Gino Strada, il pacifismo non è per tutti
Intervista al fondatore di Emergency
“Nelle scuole bisogna portare le foto crude della guerra”
Qualche giorno fa si è chiusa la sedicesima edizione di “Scala incontra New York”, la rassegna culturale internazionale, ideata e realizzata da padre Enzo Fortunato, nel più antico comune della costiera amalfitana. Tra gli appuntamenti più importanti, la tavola rotonda “Identità comunità e territorio”, con interventi, tra gli altri, del presidente di Confindustria Vincenzo Boccia e del presidente di Coldiretti Ettore Prandini. La giornata clou è stata l’ultima, con l’incontro aperto al pubblico “Parole e gesti di pace” a cui hanno preso parte, tra gli altri, il fondatore della Ong Emergency, Gino Strada, chirurgo che da trent’anni vive in prima linea per salvare i feriti di tutte le guerre. Il tema di questa edizione è stato il “grande desiderio di pace e armonia presente nel cuore dell’uomo”.
Strada, come comunicare il desiderio di pace senza cadere nel luogo comune?
«Innanzitutto bisogna crederci sinceramente, non per moda».
Ossia?
«Essendo realisti. Rendendosi conto che la pace è condizione indispensabile per la continuazione di questo mondo, di questo esperimento umano. È difficile farlo capire perché va a cozzare con una serie di sentimenti e comportamenti opposti alla pace, l’avidità, la sete di potere, di conquista, di ricchezza. L’opposto di pace, la guerra, nasconde un nocciolo di significato che spesso tralasciamo, colpevolmente».
Quale significato?
«Le guerre non sono mai state dichiarate dai popoli, ma dai ricchi e dai potenti, che mandano i figli dei poveri a combattere e morire.
Ragionare su questo presupposto può aiutare a comunicare il marcio di ogni guerra, nessuna esclusa, neanche quelle che vengono spacciate come giuste, necessarie, sante. Ossimori raccapriccianti».
Parlare di guerra oggi è diverso rispetto a dieci o venti anni fa?
«Siamo in un mondo in cui un pazzo al potere, e ce ne sono in giro, se schiaccia un pulsante può scatenare catastrofi che l’umanità non ha mai sperimentato. Lo dicono gli scienziati, gli esperti, non idealisti dell’ultima ora. Ecco, parlare di pace significa far capire che oggi la guerra non possiamo più permettercela. Poi ci sono le guerre che non si combattono con le armi».
Quelle commerciali?
«Al di là delle guerre commerciali, le più invisibili, per me l’ultima forma degenere che ha preso la guerra è stata quella contro i migranti. Una guerra che stiamo combattendo anche nel nostro Paese. Non volano bombe, non si alzano missili, ma di morti se ne fanno, e parecchi».

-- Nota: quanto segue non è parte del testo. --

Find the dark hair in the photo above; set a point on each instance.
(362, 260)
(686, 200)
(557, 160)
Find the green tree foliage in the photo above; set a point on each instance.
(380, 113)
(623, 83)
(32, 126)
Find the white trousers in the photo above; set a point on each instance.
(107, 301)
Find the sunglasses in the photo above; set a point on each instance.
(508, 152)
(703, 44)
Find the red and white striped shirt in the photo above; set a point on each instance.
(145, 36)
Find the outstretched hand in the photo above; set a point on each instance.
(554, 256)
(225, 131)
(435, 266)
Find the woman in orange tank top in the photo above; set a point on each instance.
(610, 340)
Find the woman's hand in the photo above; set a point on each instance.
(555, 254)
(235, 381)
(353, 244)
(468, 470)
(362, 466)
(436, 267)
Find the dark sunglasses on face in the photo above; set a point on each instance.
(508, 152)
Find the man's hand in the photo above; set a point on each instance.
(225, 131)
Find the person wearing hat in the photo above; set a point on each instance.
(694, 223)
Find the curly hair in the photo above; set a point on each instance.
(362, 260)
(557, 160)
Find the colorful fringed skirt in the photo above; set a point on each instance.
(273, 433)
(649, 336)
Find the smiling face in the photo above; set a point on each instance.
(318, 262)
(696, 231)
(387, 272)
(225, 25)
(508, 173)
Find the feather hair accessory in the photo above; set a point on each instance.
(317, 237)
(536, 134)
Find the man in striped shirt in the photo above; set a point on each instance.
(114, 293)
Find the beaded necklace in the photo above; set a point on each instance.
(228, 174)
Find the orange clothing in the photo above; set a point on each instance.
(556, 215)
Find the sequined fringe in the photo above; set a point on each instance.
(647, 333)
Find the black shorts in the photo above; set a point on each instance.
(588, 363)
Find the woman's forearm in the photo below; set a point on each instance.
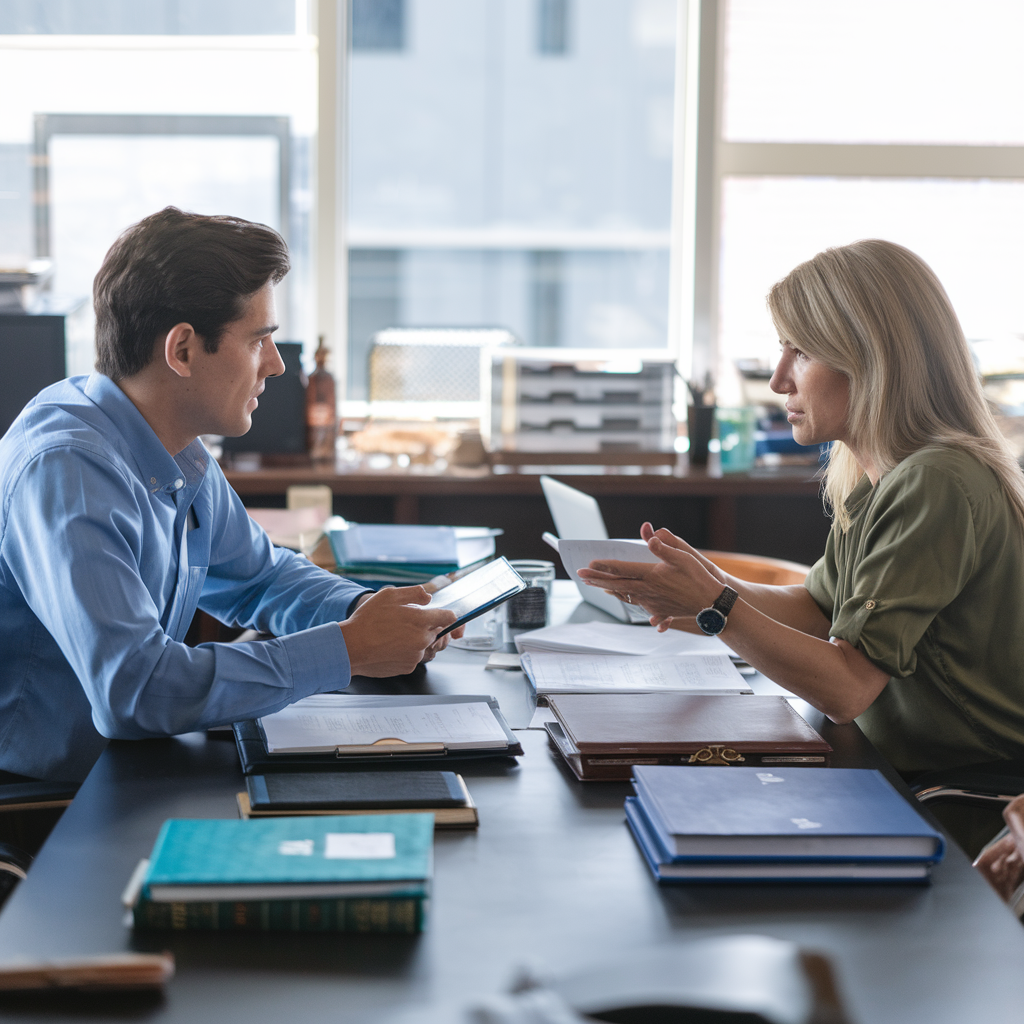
(792, 606)
(833, 676)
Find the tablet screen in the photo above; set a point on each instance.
(475, 593)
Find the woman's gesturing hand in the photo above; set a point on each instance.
(680, 584)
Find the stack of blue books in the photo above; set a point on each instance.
(389, 553)
(791, 824)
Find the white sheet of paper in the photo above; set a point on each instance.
(616, 674)
(325, 722)
(614, 638)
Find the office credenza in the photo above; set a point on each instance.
(772, 512)
(551, 879)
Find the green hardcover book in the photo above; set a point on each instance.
(400, 914)
(337, 872)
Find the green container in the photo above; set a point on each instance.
(735, 434)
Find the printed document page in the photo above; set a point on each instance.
(613, 674)
(615, 638)
(324, 722)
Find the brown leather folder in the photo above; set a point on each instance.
(603, 735)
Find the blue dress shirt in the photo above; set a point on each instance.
(108, 545)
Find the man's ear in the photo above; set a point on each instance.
(179, 346)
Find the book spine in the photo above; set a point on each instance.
(404, 915)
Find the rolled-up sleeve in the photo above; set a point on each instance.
(916, 553)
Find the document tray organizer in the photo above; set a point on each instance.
(256, 760)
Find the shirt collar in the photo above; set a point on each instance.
(157, 468)
(858, 495)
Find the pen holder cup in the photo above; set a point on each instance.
(528, 610)
(699, 425)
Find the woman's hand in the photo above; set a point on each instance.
(679, 585)
(1003, 862)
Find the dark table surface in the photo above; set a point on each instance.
(551, 879)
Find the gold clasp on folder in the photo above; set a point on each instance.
(716, 754)
(390, 744)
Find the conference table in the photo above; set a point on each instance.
(551, 882)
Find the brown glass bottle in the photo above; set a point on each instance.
(322, 411)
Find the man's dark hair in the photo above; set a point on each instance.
(175, 267)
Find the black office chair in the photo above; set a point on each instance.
(29, 810)
(969, 800)
(13, 866)
(991, 784)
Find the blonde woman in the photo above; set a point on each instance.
(912, 622)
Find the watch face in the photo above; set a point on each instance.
(711, 621)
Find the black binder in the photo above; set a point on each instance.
(255, 760)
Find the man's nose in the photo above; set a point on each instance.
(272, 361)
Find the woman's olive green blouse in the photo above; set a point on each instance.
(928, 583)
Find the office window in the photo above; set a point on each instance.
(378, 25)
(895, 119)
(547, 298)
(552, 26)
(144, 17)
(518, 192)
(151, 104)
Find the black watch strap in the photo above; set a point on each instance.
(725, 601)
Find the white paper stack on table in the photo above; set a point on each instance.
(588, 657)
(328, 722)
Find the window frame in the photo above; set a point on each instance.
(718, 159)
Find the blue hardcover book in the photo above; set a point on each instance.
(754, 871)
(756, 814)
(291, 858)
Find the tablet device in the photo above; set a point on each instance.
(478, 591)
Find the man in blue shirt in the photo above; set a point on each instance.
(116, 523)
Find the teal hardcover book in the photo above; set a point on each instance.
(375, 855)
(408, 550)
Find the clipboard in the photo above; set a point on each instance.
(255, 759)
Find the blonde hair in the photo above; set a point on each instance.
(876, 312)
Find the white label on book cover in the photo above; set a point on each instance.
(359, 846)
(552, 673)
(328, 721)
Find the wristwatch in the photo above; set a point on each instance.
(713, 620)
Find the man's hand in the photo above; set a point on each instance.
(390, 632)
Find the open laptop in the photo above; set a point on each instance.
(578, 518)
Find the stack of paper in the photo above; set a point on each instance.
(381, 553)
(608, 638)
(792, 824)
(552, 673)
(329, 722)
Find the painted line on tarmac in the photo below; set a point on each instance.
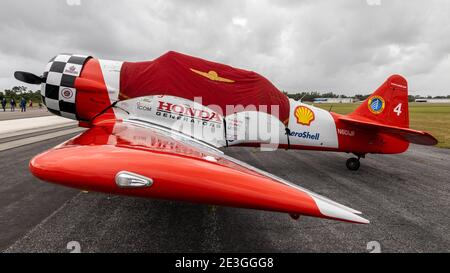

Come influenzare i potenti della terra che si dimostrano guerrafondai?
«Ci sono le elezioni per punirli. La prima dichiarazione di ogni politico dovrebbe essere la sua posizione rispetto alla guerra. Dirsi se è alieno o no da questa tentazione, ossia che non vi cederà mai. Non basta dirsi pacifisti, io per esempio non mi sento pacifista».
Come è possibile?
«In Italia ho assistito a tanti cortei di politici e gente comune che sfilavano inneggiando al pacifismo, per moda o per apparire migliori di quello che erano. E poi magari in Parlamento quel deputato votava la guerra e quel pacifista con la sciarpa arcobaleno al collo, davanti alla televisione, esultava per un massacro. Bisogna dire di essere contro ogni guerra, di qualsiasi genere e per qualsiasi natura».
L’orrore della guerra come si può comunicare?
«Andando in tante scuole e mostrando le fotografie dei massacri. Bisognerebbe introdurre libri di testo scolastici di educazione alla pace in cui si racconta la guerra, con testimoni che l’hanno vissuta di persona, e pubblicando le immagini più forti di quello che significa saltare su una mina o trovarsi in mezzo a un’incursione aerea. Lo dico con dispiacere, ma credo sia arrivato il momento».